From Armistice Day to Veterans Day, St. John Remembers

Nov. 11, 2008 — Andrew Yellen Sr., 79, remembers when Veterans Day was called Armistice Day, a day set aside to commemorate the end of the fighting in World War I, and he remembers the poems and songs that date to that long-ago war.
"Nights are long since you've been away," he sang, waiting Tuesday in his wheelchair for St. John's annual Veterans Day Parade to begin.
He was singing "My Buddy," but he also knew the words to the poem "In Flanders Fields," written in 1915 by Canadian Lt. Col John McCrae following the terrible battle in the French town of Ypres.
Armistice Day was renamed Veterans Day in 1954 to honor veterans of all wars.
Yellen, a patrol plane commander during the Korean War and a member of Viggo E. Sewer Post 131 of the American Legion, marched in a parade that ran from the tennis courts to the V.I. National Park ballfield. He marched along with other American Legion members, AARP members, the Eudora Kean High School Junior ROTC and one lone active-duty member of the U.S. Coast Guard.
"Thank you," yelled one woman as the parade passed.
Others, standing in front of Mongoose Junction shopping center, applauded as the parade neared the ballfield.
Jerry Runyon, commander of Post 131, said Americans owe the freedom of the press, freedom of religion and the right to vote to those who fought for those freedoms.
"We owe them more than we can ever give them," he said.
About 50 people gathered at the ballfield for a ceremony remembering those serving in the nation's wars in Iraq and Afghanistan, as well as those who served in the military during peace and war.
"We also have to think of the sacrifices made by the dependents and the children," Lt. Gov.
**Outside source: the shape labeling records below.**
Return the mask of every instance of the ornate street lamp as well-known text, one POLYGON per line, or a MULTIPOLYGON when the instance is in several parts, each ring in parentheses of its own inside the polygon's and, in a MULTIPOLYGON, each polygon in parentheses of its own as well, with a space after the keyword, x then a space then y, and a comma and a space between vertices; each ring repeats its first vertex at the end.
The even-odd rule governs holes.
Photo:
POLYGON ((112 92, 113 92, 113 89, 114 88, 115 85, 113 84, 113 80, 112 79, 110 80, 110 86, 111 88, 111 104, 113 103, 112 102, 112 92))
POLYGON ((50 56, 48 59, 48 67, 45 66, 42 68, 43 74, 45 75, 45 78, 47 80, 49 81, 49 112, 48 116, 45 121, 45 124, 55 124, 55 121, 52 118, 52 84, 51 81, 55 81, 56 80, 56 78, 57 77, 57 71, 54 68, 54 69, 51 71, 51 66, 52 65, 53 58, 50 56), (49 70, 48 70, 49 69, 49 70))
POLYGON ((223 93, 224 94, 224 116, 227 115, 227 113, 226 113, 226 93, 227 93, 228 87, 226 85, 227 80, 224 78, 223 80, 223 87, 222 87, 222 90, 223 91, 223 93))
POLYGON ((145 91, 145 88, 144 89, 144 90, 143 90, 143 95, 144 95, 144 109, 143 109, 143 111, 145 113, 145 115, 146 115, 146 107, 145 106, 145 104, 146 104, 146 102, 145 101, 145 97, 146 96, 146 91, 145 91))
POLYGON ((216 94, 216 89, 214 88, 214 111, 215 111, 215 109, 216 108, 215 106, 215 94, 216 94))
Gregory Francis said in his remarks at the ceremony.
Francis, a Vietnam-era U.S. Army veteran, said he marched in the parade and spoke at the ceremony because he was invited seven months ago.
"And St. John is very special to me because I spent a lot of time at Boy Scout camp in Calabash Boom," he said.
The parade and ceremony were rich in pageantry that included the posting and retiring of the colors and a moment of silence to remember those who were lost in wars. Those missing were symbolized by an empty chair draped with a Prisoner of War/Missing in Action flag.